Toxicity is real and should be disclosed to patients. I'm not sure I'd say the risk of grade 5 toxicity is 5% like in SABR-COMET, but considering there is a real 5-year survival in the control arm, we should have some degree of pause and make sure we discuss with patients. To me, it speaks to similar principles to brain SRS - if you can't do it safely, you should revert to whole brain. Similarly, if you can't safely do SBRT for mets, you should do conventional fractionation. There is no one-size-fits-all approach.
 
So I love this trial and think its a great starting point. Really looking forward to the paper that is likely soon to follow. My one worry is were indolent and aggressive histologies balanced between arms. In the SBRT arm there was clearly higher proportions of prostate and breast cancers which live very long and take a long time to progress.

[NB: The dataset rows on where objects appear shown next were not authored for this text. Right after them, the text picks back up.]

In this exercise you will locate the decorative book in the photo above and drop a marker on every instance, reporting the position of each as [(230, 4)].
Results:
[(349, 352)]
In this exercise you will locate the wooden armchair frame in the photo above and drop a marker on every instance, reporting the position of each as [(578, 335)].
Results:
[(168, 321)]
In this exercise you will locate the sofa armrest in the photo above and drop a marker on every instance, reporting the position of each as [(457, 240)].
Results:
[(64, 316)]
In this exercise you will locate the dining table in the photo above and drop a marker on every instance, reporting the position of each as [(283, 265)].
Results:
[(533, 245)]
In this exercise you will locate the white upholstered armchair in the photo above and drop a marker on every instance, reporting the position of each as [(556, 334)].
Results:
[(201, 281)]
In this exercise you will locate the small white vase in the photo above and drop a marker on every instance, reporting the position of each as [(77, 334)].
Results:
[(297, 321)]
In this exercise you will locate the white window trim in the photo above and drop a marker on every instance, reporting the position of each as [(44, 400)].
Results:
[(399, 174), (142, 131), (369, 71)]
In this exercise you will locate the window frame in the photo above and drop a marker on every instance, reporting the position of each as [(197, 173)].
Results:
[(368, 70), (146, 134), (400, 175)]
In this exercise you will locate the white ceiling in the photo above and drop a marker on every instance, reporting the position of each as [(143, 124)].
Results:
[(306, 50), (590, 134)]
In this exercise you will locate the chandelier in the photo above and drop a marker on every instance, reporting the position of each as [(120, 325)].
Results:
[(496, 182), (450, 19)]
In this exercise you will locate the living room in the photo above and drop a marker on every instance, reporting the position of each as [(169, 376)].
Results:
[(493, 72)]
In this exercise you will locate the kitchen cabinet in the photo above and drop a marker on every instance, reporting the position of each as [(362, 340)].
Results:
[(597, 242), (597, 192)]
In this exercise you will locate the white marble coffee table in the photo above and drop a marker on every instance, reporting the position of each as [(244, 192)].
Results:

A prostate with a single para-aortic LN met could take years to progress without SBRT given how good hormones were. He presented a sensitivity analysis taking out the prostate cancer patients but he didn't report the p-values in that analysis. In addition David didn't break down what the "other" histologies were. We do see a good number of indolent GISTs, salivary gland, thyroid, and renal cell tumors that are perfect for oligomet SBRT, and they live very long afterwards and take a long time to progress regardless if they got SBRT or not.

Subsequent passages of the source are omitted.